Iirc a ak member Brian said that these tuners were problematic even when new and working on them was a even a pain in the ass when they came out. Ff 50 years and the problems can be even worse.
After this many years most all the electrolytics are gone bad. The symptom you describe sounds very much like a capacitor that opens up after on a while, especially since the voltages appear to be correct. Capacitors are famous for such problems. The sockets of the transistors may have been gold plated, but the leads of the transistors usually were not. Dissimilar metals in close contact are not a good idea and can cause electrolysis to take place especially when combined with humidity and air pollution. Sometimes removal and reinsertion of transistors may restore enough corrosion free contact that a circuit will operate again for some period of time.I've been working on the TFM-1000 and replaced about 5 electrolytics that were visual leaking. Cleaned the controls once again. Now the tuner sounds much better but the output volume is a little low. Also, the biggest problem is that after about 10 minutes of playing, one of the channels slowly fades out. Voltage checks are within tolerance even after the one channel stops working. I sure there is some part(s) that when heated up fails - which is causing the one channel to stop working.

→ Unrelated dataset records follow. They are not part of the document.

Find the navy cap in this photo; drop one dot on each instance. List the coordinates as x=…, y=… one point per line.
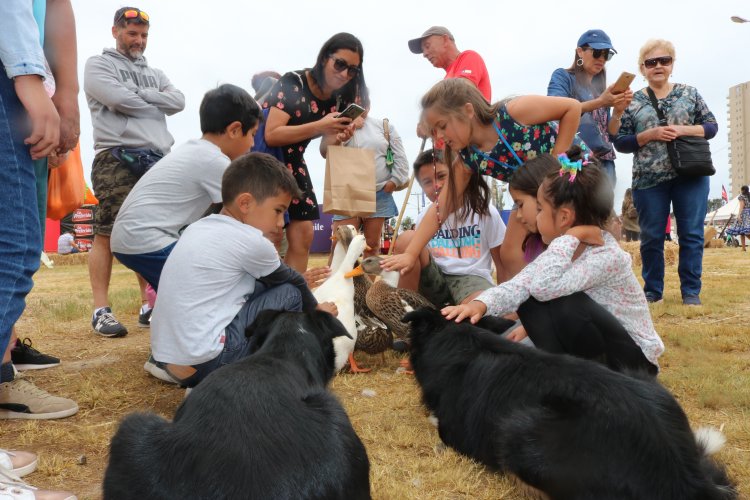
x=596, y=39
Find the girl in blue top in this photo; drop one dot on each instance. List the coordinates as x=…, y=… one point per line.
x=491, y=139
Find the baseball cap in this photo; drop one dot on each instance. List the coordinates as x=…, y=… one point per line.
x=596, y=39
x=416, y=45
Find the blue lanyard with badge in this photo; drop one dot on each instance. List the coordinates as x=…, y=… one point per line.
x=487, y=157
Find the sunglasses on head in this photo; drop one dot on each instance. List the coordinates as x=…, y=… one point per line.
x=132, y=14
x=597, y=53
x=340, y=65
x=664, y=61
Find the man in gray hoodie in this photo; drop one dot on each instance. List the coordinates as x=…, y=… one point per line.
x=129, y=102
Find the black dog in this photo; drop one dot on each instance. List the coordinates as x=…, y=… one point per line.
x=567, y=427
x=263, y=427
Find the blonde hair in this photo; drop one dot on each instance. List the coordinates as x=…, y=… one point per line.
x=448, y=97
x=653, y=44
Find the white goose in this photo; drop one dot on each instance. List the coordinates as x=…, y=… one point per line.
x=340, y=290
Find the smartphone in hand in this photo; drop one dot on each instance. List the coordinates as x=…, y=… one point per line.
x=623, y=82
x=352, y=111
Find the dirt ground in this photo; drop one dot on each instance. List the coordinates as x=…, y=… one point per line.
x=706, y=365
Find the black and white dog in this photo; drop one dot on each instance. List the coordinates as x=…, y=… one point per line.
x=263, y=427
x=570, y=428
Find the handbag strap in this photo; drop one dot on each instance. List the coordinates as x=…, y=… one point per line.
x=671, y=148
x=389, y=151
x=655, y=104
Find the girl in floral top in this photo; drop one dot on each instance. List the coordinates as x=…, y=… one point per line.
x=304, y=105
x=579, y=296
x=492, y=139
x=656, y=184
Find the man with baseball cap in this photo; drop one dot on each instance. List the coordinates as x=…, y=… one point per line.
x=439, y=47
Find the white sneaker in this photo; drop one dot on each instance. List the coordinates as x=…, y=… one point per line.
x=20, y=463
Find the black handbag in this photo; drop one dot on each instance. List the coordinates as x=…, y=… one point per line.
x=690, y=155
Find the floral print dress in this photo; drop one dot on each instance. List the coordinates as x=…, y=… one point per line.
x=292, y=95
x=682, y=106
x=526, y=141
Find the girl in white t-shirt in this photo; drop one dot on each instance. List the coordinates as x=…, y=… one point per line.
x=456, y=265
x=579, y=296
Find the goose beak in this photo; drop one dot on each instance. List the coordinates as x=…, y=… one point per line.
x=357, y=271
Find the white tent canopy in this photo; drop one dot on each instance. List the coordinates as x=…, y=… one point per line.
x=721, y=216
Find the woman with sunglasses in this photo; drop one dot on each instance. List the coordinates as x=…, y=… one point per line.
x=656, y=185
x=489, y=139
x=586, y=81
x=304, y=105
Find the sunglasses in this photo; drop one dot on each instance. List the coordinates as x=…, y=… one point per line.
x=597, y=53
x=132, y=14
x=340, y=65
x=664, y=61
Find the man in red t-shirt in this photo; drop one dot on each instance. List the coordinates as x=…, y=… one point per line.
x=439, y=47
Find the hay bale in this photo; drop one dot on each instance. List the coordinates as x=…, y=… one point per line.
x=709, y=233
x=634, y=249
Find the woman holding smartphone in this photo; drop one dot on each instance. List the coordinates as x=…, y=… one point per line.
x=491, y=139
x=586, y=81
x=304, y=105
x=656, y=184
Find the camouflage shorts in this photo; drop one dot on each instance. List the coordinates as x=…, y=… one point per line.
x=448, y=289
x=111, y=181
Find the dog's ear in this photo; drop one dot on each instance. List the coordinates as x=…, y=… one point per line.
x=258, y=331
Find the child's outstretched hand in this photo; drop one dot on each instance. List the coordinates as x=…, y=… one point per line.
x=591, y=235
x=474, y=311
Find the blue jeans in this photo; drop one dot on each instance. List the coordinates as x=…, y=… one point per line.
x=19, y=233
x=284, y=297
x=689, y=199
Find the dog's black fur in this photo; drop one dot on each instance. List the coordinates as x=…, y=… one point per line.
x=260, y=428
x=570, y=428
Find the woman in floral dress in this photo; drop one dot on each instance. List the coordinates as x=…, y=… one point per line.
x=741, y=227
x=304, y=105
x=491, y=139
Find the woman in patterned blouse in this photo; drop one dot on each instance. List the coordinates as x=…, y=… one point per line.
x=656, y=184
x=491, y=139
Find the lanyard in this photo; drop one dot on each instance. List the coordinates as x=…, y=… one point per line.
x=507, y=146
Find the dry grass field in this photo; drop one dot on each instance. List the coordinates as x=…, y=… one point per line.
x=706, y=366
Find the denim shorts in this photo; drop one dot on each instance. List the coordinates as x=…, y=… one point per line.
x=385, y=207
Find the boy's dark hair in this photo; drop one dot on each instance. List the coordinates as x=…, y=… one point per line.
x=226, y=104
x=590, y=194
x=259, y=174
x=120, y=21
x=425, y=158
x=530, y=176
x=356, y=89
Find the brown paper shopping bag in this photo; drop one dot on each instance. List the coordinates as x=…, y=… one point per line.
x=349, y=182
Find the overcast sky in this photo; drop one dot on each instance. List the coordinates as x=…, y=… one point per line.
x=202, y=44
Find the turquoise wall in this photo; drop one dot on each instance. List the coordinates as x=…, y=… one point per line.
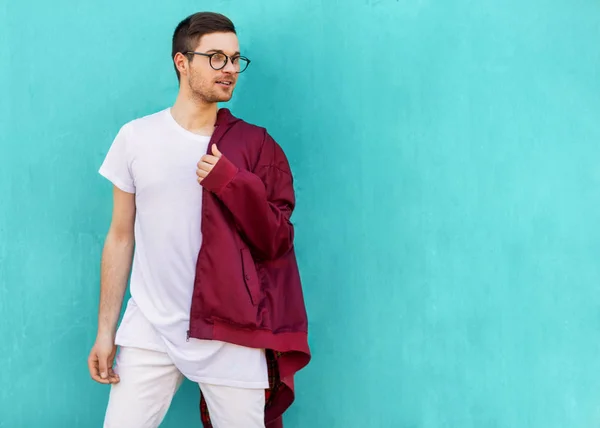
x=446, y=160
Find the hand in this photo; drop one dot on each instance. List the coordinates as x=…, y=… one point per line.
x=207, y=163
x=101, y=359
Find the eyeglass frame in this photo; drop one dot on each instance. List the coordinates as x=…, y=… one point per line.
x=227, y=59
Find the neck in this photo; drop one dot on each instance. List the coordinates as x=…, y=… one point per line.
x=196, y=116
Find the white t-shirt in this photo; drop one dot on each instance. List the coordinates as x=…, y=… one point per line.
x=155, y=158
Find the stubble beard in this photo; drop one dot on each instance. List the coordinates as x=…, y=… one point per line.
x=205, y=95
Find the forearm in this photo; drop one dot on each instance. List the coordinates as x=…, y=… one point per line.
x=115, y=270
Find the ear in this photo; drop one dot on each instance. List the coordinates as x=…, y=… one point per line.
x=181, y=63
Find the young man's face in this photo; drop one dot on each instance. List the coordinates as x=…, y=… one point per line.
x=205, y=82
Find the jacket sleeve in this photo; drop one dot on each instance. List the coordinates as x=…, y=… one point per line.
x=261, y=201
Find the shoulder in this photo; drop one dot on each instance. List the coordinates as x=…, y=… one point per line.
x=269, y=150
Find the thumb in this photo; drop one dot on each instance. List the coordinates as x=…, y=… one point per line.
x=216, y=151
x=103, y=366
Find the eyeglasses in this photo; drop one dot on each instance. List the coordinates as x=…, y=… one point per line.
x=218, y=61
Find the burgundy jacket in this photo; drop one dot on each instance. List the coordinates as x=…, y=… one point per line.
x=247, y=289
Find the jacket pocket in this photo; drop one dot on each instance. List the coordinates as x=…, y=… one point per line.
x=250, y=276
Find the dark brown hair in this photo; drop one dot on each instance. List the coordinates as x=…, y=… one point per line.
x=191, y=29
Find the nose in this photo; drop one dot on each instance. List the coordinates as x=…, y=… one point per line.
x=229, y=67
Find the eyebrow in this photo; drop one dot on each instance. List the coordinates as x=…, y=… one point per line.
x=220, y=51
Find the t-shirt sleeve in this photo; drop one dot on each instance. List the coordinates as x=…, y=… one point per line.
x=117, y=163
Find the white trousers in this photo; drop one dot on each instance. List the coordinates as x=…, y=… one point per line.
x=148, y=382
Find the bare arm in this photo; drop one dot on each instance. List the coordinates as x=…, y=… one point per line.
x=115, y=269
x=116, y=262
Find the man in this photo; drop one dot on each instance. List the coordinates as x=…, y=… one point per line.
x=215, y=292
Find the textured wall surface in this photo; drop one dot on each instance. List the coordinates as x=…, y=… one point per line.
x=446, y=158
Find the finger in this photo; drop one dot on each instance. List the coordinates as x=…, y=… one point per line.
x=209, y=159
x=93, y=368
x=113, y=377
x=103, y=366
x=205, y=166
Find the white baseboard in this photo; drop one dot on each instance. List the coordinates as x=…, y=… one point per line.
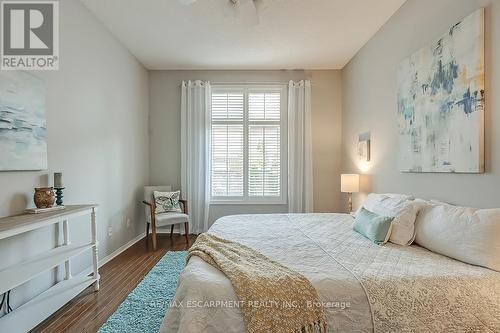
x=122, y=248
x=119, y=250
x=115, y=253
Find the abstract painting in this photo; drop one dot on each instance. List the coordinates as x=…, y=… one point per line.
x=23, y=130
x=441, y=102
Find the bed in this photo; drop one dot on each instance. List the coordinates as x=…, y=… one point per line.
x=363, y=287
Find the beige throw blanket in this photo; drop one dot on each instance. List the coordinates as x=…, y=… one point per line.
x=272, y=297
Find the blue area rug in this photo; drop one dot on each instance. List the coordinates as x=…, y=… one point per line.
x=144, y=308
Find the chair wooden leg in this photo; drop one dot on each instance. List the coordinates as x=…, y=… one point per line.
x=186, y=229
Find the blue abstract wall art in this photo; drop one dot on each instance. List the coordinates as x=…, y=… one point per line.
x=441, y=102
x=23, y=129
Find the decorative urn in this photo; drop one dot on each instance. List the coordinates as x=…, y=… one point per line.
x=44, y=197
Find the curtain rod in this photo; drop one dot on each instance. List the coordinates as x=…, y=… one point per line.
x=256, y=83
x=248, y=82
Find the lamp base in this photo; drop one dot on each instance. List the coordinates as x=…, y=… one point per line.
x=59, y=196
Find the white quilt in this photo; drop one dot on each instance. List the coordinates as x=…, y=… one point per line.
x=364, y=287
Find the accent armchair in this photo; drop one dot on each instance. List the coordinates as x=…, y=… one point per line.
x=163, y=219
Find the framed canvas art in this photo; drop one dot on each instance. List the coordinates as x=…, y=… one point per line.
x=441, y=102
x=23, y=129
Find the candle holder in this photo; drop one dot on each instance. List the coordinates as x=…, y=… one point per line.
x=59, y=195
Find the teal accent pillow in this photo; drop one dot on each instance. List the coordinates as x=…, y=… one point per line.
x=375, y=227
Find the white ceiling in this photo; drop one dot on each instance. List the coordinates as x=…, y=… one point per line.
x=207, y=34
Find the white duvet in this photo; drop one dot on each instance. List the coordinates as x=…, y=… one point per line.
x=364, y=287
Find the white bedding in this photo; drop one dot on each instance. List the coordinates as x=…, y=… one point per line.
x=368, y=287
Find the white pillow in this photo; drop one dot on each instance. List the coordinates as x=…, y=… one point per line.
x=466, y=234
x=402, y=208
x=400, y=196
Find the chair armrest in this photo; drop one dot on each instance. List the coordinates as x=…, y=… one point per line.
x=184, y=205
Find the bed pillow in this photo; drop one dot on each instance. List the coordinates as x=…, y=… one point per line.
x=404, y=213
x=375, y=227
x=466, y=234
x=400, y=196
x=167, y=202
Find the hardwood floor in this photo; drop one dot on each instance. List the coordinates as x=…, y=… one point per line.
x=89, y=310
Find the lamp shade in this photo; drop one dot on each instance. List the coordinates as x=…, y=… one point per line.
x=349, y=182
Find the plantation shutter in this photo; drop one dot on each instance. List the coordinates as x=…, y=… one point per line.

I feel transistors are either good or bad so it's probably a cap or a resistor. But as previously suggested I will clean the transistor leads and sockets just in case.
Any additional suggestions would be gratefully received.
Thank you.
Spray some DeOxit into a cap. Then dip the transistor legs into the DeOxit. Insert the transistor into the socket and pull it out again. Then repeat this a few times. Finally give the socket a short blast to flush out what contaminents remain. The transistor legs should have cleaned up from the friction also. If not wipe them on a clean kitchen green nylon scrubbie with some DeOxit sprayed onto it. Then re-insert them into the sockets.
I looked for those transistor x-ref on my 2 desktops. Not there. Probably on my old dell laptop that has some serious power problems. I'll see if I can get it running long enough to dump all the manuals to a flash card and transfer them.
Do you have any canned air??? If so turn the can upside down and when the problem starts, give each of the transistors a very quick shot of the spray. It'll cool down the transistor and hopefully it'll come back up enough to show it's a heating failure for that part. Don't use a lot, and frost the part. just enough to cool it down.